A mass m is attached to a spring(massless) that is located inside a massless box. The box is falling under gravity. When the box starts to fall the spring is in it's equilibrium position and the box sticks to the ground when it hits it.

-The box is a distance H from the ground
-Spring has spring constant k
-The mass on the spring is m



Find the equation of motion (and initial conditions) when
a)the box is falling and
b)when the box has landed.

Variables
x is movement from equilibrium position of spring
y is distance from ground to mass

Homework Equations

L=KE - PE
or
F=m\ddot{x}

The Attempt at a Solution

I prefer using Lagrangian equations.

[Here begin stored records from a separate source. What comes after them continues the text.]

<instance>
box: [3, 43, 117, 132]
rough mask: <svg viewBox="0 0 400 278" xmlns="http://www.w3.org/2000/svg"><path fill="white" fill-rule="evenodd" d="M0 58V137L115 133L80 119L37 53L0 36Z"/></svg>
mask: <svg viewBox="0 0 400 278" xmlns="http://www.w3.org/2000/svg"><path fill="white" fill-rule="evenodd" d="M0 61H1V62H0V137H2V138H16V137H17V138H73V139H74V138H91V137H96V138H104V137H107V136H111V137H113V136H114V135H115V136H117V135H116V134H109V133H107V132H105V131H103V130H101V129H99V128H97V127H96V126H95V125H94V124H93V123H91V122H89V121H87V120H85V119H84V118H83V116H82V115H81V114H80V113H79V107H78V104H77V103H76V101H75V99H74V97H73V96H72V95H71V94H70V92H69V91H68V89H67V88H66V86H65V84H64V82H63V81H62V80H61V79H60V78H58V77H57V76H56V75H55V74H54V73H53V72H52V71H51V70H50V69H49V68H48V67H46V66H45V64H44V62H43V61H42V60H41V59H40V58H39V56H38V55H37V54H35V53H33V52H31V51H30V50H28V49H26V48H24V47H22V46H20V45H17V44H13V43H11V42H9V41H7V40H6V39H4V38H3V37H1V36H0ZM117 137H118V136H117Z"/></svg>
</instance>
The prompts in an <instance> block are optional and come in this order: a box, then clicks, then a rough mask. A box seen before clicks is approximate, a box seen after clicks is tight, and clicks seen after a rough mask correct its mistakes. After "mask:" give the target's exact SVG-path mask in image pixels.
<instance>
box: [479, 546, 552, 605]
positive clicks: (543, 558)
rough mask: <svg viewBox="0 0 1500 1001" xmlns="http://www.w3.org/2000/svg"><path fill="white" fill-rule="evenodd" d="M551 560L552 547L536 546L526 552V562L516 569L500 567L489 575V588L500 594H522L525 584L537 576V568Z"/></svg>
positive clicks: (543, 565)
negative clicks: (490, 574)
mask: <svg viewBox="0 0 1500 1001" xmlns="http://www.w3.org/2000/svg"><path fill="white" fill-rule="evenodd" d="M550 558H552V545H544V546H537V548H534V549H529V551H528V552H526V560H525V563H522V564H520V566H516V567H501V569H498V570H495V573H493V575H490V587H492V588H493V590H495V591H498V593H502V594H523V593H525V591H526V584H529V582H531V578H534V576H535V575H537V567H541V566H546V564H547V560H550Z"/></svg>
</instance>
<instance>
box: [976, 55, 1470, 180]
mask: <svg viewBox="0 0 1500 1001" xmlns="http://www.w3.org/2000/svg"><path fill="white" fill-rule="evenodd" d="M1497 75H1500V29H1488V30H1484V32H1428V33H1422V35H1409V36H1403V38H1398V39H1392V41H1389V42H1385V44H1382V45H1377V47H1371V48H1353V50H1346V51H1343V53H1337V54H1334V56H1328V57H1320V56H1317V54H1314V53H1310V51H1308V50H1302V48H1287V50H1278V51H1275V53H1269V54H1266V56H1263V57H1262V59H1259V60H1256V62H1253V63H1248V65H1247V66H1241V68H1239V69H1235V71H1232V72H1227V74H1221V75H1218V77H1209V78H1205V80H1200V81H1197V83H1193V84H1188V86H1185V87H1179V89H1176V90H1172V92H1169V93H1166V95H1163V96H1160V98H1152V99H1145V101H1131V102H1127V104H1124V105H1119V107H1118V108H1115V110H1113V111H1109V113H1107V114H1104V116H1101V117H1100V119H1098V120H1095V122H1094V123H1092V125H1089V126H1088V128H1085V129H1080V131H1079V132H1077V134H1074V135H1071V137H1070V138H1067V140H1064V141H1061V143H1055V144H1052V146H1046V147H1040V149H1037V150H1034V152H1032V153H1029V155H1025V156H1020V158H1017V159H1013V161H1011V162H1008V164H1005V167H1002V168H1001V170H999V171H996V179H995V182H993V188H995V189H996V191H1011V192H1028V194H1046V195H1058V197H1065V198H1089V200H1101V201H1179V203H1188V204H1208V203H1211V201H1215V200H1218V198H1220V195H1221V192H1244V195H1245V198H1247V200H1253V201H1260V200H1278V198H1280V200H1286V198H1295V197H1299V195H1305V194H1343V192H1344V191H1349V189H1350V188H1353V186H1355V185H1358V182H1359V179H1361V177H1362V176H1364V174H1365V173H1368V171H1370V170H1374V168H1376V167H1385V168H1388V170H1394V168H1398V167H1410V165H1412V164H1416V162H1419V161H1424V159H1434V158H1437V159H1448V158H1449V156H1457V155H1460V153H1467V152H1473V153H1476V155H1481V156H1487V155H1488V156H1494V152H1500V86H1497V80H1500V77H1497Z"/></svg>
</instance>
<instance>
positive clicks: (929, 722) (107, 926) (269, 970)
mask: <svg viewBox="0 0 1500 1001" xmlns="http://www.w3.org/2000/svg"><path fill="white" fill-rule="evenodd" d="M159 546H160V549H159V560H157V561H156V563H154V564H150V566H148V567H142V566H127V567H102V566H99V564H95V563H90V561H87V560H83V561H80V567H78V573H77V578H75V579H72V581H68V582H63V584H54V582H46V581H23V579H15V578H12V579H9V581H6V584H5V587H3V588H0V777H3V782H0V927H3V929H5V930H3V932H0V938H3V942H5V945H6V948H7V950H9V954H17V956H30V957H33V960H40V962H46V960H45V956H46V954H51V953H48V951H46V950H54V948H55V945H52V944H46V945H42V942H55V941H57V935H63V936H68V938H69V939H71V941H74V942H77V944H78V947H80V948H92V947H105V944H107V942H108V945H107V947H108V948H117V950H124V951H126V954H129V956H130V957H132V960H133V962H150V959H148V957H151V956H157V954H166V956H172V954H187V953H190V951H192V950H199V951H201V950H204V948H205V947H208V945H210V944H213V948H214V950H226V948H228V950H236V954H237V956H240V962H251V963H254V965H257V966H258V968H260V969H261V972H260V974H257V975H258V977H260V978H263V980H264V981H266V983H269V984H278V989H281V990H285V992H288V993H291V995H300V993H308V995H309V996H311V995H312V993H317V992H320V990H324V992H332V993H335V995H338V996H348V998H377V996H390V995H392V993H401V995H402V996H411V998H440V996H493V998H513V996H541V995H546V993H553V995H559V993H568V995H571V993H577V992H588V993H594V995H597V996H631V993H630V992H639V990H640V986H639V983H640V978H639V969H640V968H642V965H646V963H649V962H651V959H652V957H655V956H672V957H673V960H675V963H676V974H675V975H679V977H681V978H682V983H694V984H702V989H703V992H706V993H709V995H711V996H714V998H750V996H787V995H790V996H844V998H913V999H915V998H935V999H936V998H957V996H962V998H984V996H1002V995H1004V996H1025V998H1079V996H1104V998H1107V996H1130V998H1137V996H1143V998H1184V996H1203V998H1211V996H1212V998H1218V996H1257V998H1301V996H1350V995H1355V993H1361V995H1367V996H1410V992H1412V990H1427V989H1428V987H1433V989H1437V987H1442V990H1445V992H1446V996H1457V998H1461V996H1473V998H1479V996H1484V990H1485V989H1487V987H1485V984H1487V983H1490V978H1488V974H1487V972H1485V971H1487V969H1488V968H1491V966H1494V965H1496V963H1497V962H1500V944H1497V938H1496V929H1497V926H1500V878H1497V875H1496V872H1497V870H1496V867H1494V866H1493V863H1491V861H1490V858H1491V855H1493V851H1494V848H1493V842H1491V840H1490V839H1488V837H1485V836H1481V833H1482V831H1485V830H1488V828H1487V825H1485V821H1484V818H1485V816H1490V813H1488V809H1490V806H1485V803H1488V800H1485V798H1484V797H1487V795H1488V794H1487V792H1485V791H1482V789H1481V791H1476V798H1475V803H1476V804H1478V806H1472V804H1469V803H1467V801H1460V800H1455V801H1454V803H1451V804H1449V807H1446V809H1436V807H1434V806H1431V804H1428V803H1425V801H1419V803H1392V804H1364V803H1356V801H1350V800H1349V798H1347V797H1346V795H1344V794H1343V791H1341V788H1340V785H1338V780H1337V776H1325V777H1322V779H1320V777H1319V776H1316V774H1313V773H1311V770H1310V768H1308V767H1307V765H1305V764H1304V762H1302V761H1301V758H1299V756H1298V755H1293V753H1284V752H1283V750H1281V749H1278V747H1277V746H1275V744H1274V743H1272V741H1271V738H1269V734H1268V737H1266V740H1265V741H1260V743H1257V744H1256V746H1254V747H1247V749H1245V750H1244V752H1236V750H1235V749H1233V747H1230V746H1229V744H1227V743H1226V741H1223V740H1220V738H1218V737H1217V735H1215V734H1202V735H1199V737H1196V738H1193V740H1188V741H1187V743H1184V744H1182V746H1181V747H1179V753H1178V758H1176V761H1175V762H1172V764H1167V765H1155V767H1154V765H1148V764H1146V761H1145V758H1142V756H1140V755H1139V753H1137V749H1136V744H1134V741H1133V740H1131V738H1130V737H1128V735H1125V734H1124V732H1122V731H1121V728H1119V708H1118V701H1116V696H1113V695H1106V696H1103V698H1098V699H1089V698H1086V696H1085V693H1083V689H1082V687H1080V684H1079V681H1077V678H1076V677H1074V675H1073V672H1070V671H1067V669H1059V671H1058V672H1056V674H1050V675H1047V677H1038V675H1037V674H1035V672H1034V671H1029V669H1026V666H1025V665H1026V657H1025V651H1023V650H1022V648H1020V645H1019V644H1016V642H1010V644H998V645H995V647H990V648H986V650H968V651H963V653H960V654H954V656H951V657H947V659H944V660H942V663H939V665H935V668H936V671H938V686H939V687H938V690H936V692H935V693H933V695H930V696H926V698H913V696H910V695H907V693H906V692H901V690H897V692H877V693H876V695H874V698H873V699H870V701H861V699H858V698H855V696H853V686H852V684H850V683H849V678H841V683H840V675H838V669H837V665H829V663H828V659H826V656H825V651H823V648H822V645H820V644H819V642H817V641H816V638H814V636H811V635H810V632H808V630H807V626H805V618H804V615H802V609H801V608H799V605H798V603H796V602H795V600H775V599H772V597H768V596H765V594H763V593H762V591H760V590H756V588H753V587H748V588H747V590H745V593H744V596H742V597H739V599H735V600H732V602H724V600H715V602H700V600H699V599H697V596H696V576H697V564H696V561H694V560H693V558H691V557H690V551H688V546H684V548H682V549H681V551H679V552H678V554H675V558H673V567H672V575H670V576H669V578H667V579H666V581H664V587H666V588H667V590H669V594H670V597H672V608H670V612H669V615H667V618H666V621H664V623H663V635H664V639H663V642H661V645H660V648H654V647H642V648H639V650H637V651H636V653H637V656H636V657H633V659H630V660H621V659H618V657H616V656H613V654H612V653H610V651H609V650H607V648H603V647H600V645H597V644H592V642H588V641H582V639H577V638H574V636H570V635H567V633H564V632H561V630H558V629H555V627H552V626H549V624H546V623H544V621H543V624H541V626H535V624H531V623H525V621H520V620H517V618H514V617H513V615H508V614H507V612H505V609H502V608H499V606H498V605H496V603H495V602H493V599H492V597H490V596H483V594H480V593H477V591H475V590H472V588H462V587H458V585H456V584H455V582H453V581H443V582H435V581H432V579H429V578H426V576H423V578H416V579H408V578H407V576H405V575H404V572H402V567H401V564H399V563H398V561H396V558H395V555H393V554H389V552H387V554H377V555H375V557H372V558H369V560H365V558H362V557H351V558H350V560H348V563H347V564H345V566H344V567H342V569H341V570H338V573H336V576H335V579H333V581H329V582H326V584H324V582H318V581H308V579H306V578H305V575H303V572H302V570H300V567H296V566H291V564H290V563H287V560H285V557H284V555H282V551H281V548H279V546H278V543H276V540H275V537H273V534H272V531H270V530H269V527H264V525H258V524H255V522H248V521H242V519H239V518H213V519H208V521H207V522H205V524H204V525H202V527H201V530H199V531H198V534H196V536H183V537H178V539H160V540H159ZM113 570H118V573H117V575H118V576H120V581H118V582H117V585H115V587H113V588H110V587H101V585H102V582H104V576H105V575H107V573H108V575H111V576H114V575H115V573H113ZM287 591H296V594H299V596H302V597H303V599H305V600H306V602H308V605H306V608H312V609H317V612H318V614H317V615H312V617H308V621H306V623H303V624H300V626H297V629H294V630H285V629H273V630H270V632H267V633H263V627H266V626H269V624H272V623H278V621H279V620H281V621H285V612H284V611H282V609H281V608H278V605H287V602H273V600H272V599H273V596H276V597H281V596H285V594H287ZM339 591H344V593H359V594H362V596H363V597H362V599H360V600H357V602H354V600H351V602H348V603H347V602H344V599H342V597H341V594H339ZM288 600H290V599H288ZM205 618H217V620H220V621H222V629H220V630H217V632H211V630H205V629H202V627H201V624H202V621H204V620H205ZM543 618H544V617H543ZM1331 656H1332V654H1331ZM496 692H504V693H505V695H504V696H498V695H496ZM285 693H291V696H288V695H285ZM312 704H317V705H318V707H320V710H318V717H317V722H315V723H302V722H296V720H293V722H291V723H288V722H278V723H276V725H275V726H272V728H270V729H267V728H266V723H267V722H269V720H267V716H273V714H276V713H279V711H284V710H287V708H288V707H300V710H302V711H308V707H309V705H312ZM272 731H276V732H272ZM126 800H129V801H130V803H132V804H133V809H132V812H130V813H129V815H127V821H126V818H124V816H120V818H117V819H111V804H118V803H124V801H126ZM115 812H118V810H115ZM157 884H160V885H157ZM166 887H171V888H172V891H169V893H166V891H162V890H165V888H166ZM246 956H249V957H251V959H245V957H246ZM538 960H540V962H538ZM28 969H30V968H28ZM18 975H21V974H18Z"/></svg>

When the box is falling:
KE= \frac{1}{2}m\dot{x^2}
PE= mgy +\frac{1}{2}kx^2

Now can I connect y(distance from the ground to m) and x(movement from equilibrium position of mass) with y=constant + x and use the Euler lagrange equations?

I'm also not sure on intial conditions, it would be x(0)=0 and x'(0)=0 for the first eq. of motion

when the box lands, maybe x(tH)=H and x'(tH)=sqrt(2gH) ??

 

[Imperitor]

Homework Statement

I'm also not sure on intial conditions, it would be x(0)=0 and x'(0)=0 for the first eq. of motion

Just think what happens when the box hits the ground. It will stop but the mass on the spring will still have same velocity because nothing is stopping it. The only contribution of the fall on the system is an initial velocity. Hope that helps.